You can see that the queue has been created successfully. Next is the ECS cluster.
You can see that two ECS services have been created on the cluster.
Operation check: Service 1
Now that everything is ready, let’s check the actual behavior. Let’s start with Service 1.
You can see that a single task is running. Next, let’s check the operation status from CloudWatch Logs.
The current date and time and UNIX time are output alternately. From this, we can say that the container on Service 1 is running normally.
Operation check: Service 2
Next, let’s check the status of Service 2.
We can see that a task is running here as well. Next, let’s check the operation status from CloudWatch Logs.
The results of the UNIX time even/odd judgment generated by the Service 1 side are output. This indicates that the containers on the two ECS services are able to link data via SQS.
Operation check: SQS queue – number of messages increased
After waiting for a while, check the details of SQS.
The value of the scaling tracking target, Approximate Number Of Messages Visible, is now above the threshold of 3. This is because Service 1 is sending messages at a faster rate than Service 2 can process them.
Operation check: Service 2 – Scale-out
As we have just confirmed, the scale-out condition has been met and the scale-out will start.
As the scaling log shows, the number of tasks has increased step by step, up to the upper limit of three. Now we can stably process the messages in the queue.

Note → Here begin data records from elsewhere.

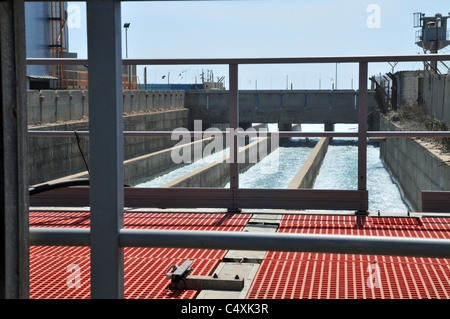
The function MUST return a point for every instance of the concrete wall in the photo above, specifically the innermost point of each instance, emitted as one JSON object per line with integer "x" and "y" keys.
{"x": 51, "y": 158}
{"x": 307, "y": 174}
{"x": 50, "y": 106}
{"x": 278, "y": 106}
{"x": 436, "y": 95}
{"x": 408, "y": 87}
{"x": 414, "y": 166}
{"x": 217, "y": 173}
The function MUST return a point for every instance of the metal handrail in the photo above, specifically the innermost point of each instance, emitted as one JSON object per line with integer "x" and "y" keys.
{"x": 282, "y": 60}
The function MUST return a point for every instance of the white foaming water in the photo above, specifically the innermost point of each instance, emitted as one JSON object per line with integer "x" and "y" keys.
{"x": 169, "y": 176}
{"x": 339, "y": 170}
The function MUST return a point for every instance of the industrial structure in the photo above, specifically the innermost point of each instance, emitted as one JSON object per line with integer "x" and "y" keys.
{"x": 112, "y": 239}
{"x": 433, "y": 34}
{"x": 47, "y": 32}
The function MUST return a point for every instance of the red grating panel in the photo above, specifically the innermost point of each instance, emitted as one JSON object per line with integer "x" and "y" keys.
{"x": 52, "y": 269}
{"x": 285, "y": 275}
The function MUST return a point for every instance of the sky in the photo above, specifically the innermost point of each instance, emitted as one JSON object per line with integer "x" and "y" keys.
{"x": 266, "y": 28}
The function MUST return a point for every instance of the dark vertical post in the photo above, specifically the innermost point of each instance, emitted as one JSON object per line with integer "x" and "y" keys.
{"x": 106, "y": 147}
{"x": 234, "y": 124}
{"x": 14, "y": 264}
{"x": 362, "y": 127}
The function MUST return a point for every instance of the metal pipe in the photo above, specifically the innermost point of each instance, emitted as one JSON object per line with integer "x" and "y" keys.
{"x": 286, "y": 60}
{"x": 318, "y": 243}
{"x": 106, "y": 142}
{"x": 60, "y": 236}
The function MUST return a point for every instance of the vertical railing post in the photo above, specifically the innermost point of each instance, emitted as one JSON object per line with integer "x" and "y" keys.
{"x": 106, "y": 147}
{"x": 362, "y": 126}
{"x": 14, "y": 241}
{"x": 234, "y": 125}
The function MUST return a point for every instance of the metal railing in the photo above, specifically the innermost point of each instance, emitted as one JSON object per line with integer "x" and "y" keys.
{"x": 107, "y": 237}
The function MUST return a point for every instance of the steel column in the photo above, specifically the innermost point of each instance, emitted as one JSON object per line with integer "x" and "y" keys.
{"x": 362, "y": 127}
{"x": 106, "y": 147}
{"x": 14, "y": 249}
{"x": 338, "y": 244}
{"x": 234, "y": 124}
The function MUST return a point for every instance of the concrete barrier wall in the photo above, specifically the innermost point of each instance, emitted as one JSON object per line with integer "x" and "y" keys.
{"x": 436, "y": 95}
{"x": 217, "y": 173}
{"x": 51, "y": 158}
{"x": 414, "y": 166}
{"x": 139, "y": 169}
{"x": 50, "y": 106}
{"x": 308, "y": 172}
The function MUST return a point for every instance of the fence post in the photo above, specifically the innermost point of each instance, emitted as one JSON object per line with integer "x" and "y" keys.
{"x": 362, "y": 126}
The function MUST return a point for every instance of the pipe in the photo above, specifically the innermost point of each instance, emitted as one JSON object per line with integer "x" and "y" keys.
{"x": 337, "y": 244}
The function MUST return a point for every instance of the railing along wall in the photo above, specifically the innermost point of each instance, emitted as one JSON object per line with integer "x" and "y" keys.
{"x": 107, "y": 196}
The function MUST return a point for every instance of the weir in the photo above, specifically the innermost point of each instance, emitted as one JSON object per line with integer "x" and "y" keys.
{"x": 106, "y": 195}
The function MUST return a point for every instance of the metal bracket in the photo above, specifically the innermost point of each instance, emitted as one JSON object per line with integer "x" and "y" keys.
{"x": 180, "y": 279}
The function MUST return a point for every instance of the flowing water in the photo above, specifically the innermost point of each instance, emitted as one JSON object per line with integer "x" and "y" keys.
{"x": 338, "y": 170}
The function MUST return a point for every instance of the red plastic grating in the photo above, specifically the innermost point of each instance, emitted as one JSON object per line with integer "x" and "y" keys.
{"x": 52, "y": 268}
{"x": 284, "y": 275}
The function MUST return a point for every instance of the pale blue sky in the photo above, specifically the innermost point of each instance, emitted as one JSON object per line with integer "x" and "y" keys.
{"x": 268, "y": 28}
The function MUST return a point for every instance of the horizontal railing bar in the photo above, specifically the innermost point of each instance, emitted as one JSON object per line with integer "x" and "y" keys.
{"x": 59, "y": 237}
{"x": 198, "y": 197}
{"x": 387, "y": 134}
{"x": 277, "y": 60}
{"x": 227, "y": 240}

Operation check: SQS queue – number of messages decrease
Now that the number of tasks has increased to three, Service 2 is processing at a faster pace than Service 1 is sending messages. This gradually reduces the length of the SQS queue.
The value of Approximate Number Of Messages Visible is now below the threshold of 3.

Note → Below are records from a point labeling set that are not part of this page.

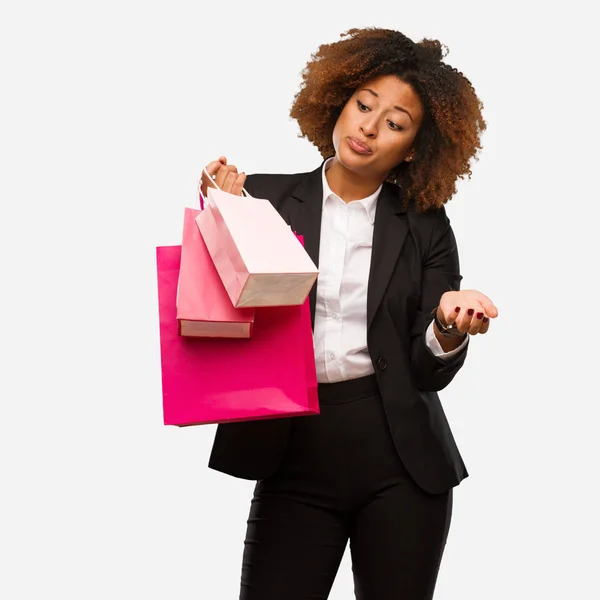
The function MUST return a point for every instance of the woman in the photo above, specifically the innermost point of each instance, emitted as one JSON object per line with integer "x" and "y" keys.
{"x": 397, "y": 127}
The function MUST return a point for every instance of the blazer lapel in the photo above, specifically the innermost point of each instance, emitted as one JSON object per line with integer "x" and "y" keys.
{"x": 305, "y": 219}
{"x": 390, "y": 231}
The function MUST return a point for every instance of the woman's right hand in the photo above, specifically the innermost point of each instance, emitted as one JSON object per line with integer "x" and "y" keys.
{"x": 225, "y": 176}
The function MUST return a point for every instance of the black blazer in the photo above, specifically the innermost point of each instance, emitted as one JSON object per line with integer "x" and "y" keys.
{"x": 414, "y": 261}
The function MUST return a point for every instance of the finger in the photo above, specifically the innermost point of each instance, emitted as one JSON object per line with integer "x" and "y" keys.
{"x": 450, "y": 317}
{"x": 489, "y": 307}
{"x": 485, "y": 325}
{"x": 212, "y": 168}
{"x": 463, "y": 321}
{"x": 476, "y": 322}
{"x": 206, "y": 180}
{"x": 238, "y": 184}
{"x": 223, "y": 173}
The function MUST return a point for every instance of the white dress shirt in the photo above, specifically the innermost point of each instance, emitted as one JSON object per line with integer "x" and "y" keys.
{"x": 340, "y": 330}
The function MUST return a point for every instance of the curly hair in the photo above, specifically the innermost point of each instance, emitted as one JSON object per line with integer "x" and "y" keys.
{"x": 452, "y": 125}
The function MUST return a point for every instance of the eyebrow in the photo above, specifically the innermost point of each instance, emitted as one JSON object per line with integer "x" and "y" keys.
{"x": 396, "y": 107}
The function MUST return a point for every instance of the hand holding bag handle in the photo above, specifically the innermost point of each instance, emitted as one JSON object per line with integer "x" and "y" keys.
{"x": 211, "y": 180}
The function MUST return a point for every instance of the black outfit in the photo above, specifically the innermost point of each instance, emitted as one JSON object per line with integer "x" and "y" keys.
{"x": 378, "y": 465}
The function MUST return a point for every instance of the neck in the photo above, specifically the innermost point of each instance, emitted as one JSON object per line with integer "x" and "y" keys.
{"x": 349, "y": 185}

Operation check: Service 2 – Scale-in
As we saw earlier, the scale-in condition has been met, so scale-in will start.
As the scaling log shows, the number of tasks has decreased step by step and returned to the lower limit of one.
In this way, we can automatically increase or decrease the number of tasks depending on the length of the SQS queue.
Summary
We have used SQS to link data between Fargate containers.
By scaling the number of ECS tasks according to the length of the SQS queue, we can achieve cost-effective and elastic data federation.